Ruth Rubio-Marín, Introduction: A Gender and Reparations Taxonomy;

Margaret Urban Walker, Gender and Violence in Focus: A Background for Gender

Justice in Reparations;

Ruth Rubio-Marín, The Gender of Reparations in Transitional Societies;

Colleen Duggan and Ruth Jacobson, Reparation of Sexual and Reproductive Violence: Moving

from Codification to Implementation;

Dyan Mazurana and Khristopher Carlson, Reparations as a Means for Recognizing and Addressing

Crimes and Grave Rights Violations against Girls and Boys during Situations of Armed Conflict and under Authoritarian and Dictatorial Regimes;

Ruth Rubio-Marín, Clara Sandoval, and Catalina Díaz, Repairing Family Members: Gross Human Rights Violations and Communities of Harm;

Anita Bernstein, Tort Theory, Microfinance, and Gender Equality Convergent in Pecuniary Reparations;

Brandon Hamber and Ingrid Palmary, Gender, Memorialization, and Symbolic Reparations;

Ruth Rubio-Marìn, Gender and Collective Reparations in the Aftermath of Conflict and Political Repression



[1] Pablo de Greiff, ed., The handbook of reparations (Oxford: Oxford University Press, 2006); Basic Principles and Guidelines on the Right to a Remedy and Reparations for Victims of Gross Violations of International Human Rights Law and Serious Violations of International Humanitarian Law UN Doc.
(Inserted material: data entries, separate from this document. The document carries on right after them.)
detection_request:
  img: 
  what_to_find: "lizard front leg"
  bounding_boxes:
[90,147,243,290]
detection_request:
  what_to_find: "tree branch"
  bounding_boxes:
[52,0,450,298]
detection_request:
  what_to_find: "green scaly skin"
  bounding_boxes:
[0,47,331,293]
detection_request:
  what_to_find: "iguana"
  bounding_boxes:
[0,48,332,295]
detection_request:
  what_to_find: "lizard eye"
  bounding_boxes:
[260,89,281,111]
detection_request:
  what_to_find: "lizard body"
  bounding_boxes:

A/RES/60/147 (21 March 2006); Jon Elster, ed., Retribution and reparation in the transition to democracy (Cambridge:Cambridge University Press, 2006); Jon Miller and Rahul Kumar, eds., Reparations: Interdisciplinary Inquiries (New York: New York University Press, 2007);  Lisa J. Laplante and Kimberly Theidon, “Truth with consequences: Justice and Reparations in Post-Truth Commission Peru,” Human Rights Quarterly vol. 29, no. 1 (2007), pp. 228-250; Roman David and Suzanne Choi Yuk-Ping, “Victims on Transitional Justice: Lessons from the Reparation of Human Rights Abuses in the Czech Republic,” Human Rights Quarterly vol. 27 (2005), pp. 392-435.

[2] See also Ruth Rubio-Marìn, What Happened to the Women? Gender and Reparations for Human Rights Violations (New York: Social Science Research Council, 2006).

[3]  de Greiff, “Introduction,” in de Greiff, ed., The handbook of reparations pp. 6-13.